ALLARME CORTE CONTI: ESPORTIAMO CERVELLI ED IMPORTIAMO AFRICANI
MAGGIO 26, 2021
Non si ferma l’emorragia di studiosi, scienziati, ricercatori dalle università italiane tanto che la Corte dei conti ha valutato in 8 anni un incremento del 41,8% di ‘fuga dei cervelli’ dall’Italia. Stando al Referto sul sistema universitario 2021 – approvato dalle Sezioni riunite della Corte dei conti con delibera n. 8/Ssrrco/Ref/21 – in Italia, la quota dei giovani adulti con una laurea è aumentata costantemente durante l’ultimo decennio, ma resta comunque inferiore rispetto agli altri Paesi dell’Ocse. Tale fenomeno è riconducibile sia alle persistenti difficoltà di entrata nel mercato del lavoro sia al fatto che il possesso della laurea non offre, come invece avviene in area Ocse, possibilità d’impiego maggiori rispetto a quelle di chi ha un livello di istruzione inferiore. E le limitate prospettive occupazionali, con adeguata remunerazione, spingono sempre più laureati a lasciare il Paese (+41,8% rispetto al 2013), rilevano i magistrati contabili. nel Referto sul sistema universitario 2021 che approfondisce finanziamento, composizione, modalità di erogazione della didattica, offerta formativa e ranking delle università italiane (98 atenei di cui 67 statali, che comprendono 3 Scuole Superiori e 3 Istituti di alta formazione, nonché 31 Università non statali, di cui 11 telematiche), ricordando che l’Anvur ha fatto emergere giudizi di qualità elevati in prevalenza per le università del Nord del Paese rispetto a quelle del Sud e criticità per le telematiche.
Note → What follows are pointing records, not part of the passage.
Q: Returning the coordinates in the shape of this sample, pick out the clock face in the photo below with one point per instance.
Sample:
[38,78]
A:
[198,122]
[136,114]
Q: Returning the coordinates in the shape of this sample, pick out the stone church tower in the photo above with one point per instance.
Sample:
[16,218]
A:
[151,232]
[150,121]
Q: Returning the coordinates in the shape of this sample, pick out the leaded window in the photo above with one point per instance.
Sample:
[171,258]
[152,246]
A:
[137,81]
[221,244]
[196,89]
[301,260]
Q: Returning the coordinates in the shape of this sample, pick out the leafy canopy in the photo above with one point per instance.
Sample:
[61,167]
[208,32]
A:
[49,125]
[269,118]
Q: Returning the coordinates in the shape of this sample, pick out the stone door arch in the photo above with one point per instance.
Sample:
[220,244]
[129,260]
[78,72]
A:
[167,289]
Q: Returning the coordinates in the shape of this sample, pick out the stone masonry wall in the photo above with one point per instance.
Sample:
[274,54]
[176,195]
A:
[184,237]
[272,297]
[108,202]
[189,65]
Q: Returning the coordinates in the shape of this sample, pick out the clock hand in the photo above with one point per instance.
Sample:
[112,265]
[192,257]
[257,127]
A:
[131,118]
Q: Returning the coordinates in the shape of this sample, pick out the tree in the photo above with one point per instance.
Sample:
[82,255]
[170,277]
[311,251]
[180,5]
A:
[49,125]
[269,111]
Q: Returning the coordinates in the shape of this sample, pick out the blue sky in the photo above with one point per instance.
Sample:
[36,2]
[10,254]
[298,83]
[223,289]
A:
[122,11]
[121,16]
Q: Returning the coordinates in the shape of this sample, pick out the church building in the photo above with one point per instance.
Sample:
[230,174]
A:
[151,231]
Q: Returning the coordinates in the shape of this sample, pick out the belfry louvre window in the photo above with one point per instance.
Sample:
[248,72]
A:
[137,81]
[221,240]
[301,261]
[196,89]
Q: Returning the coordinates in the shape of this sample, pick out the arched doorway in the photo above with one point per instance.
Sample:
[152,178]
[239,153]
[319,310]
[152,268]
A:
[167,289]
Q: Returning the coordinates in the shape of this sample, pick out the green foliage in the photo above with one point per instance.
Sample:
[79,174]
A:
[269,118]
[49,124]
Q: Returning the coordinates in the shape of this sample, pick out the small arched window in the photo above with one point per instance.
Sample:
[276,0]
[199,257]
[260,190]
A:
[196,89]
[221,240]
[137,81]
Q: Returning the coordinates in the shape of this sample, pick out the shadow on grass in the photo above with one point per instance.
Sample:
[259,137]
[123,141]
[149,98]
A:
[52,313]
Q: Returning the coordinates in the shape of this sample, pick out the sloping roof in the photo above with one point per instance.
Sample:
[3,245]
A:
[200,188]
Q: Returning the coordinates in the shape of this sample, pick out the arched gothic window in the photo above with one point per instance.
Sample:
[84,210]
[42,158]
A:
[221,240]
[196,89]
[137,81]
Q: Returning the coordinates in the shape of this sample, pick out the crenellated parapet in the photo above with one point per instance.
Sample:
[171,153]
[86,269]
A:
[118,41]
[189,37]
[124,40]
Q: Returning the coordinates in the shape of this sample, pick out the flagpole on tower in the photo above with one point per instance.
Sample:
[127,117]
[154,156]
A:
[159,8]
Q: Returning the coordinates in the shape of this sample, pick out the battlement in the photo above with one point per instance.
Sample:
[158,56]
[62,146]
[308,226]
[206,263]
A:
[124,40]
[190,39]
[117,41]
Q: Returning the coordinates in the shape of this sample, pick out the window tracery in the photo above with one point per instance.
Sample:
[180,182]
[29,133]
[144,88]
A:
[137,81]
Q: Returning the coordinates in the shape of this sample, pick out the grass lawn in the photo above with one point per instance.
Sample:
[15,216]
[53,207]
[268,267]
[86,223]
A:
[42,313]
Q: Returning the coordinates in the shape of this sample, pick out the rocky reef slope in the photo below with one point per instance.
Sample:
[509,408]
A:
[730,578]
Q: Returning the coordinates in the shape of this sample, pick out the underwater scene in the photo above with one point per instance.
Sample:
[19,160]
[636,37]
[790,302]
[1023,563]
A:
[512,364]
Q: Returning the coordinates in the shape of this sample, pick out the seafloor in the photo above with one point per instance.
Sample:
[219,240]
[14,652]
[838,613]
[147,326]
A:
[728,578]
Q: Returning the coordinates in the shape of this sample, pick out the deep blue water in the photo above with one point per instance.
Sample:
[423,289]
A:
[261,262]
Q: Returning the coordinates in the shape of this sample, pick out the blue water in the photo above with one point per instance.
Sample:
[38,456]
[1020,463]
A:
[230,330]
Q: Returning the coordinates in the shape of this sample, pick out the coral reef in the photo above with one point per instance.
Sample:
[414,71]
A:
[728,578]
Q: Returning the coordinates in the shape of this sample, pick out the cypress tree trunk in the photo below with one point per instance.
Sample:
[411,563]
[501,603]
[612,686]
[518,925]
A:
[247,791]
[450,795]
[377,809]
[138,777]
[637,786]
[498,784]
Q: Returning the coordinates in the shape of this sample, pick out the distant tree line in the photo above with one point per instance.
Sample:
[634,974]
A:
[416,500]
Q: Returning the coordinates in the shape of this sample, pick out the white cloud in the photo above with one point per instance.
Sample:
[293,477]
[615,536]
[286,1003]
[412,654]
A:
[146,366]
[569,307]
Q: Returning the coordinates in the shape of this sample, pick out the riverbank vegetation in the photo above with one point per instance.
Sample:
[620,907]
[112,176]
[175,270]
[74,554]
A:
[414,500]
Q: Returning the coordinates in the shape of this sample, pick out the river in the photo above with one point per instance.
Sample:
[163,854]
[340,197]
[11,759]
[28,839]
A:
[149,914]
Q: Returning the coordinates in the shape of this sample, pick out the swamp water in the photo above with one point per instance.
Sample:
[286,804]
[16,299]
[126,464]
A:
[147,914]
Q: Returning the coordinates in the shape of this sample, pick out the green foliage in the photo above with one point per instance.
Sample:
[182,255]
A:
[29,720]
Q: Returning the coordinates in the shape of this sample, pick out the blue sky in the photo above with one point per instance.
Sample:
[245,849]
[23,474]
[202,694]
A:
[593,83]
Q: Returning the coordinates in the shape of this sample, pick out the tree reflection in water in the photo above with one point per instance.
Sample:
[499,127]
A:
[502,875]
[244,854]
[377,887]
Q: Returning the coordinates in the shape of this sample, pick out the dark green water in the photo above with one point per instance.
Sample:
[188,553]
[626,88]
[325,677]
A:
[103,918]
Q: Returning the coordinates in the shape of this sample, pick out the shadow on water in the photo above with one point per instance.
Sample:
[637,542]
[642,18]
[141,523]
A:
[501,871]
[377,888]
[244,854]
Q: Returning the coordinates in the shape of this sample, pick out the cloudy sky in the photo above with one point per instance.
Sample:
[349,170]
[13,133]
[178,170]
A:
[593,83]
Anche il peso delle tasse universitarie che grava sulle famiglie è un aspetto che spinge la crescita deilla fuga dei cervelli dall’Italia. Nell’osservare “il mancato accesso o l’abbandono dell’istruzione universitaria dei giovani provenienti da famiglie con redditi bassi”, la Corte dei Conti attribuisce la circostanza, “oltre che a fattori culturali e sociali, al fatto che la spesa per gli studi terziari, caratterizzata da tasse di iscrizione più elevate rispetto a molti altri Paesi europei, grava quasi per intero sulle famiglie, vista la carenza delle forme di esonero dalle tasse o di prestiti o, comunque, di aiuto economico per gli studenti meritevoli meno abbienti”. “E’ questo un aspetto che, per la magistratura contabile, richiede un’opera di aggiornamento e completamento dell’attuale normativa per dare piena attuazione alla disciplina del diritto allo studio con la definizione dei livelli essenziali delle prestazioni (Lep) e l’attivazione degli strumenti per l’incentivazione e la valorizzazione del merito studentesco” si legge.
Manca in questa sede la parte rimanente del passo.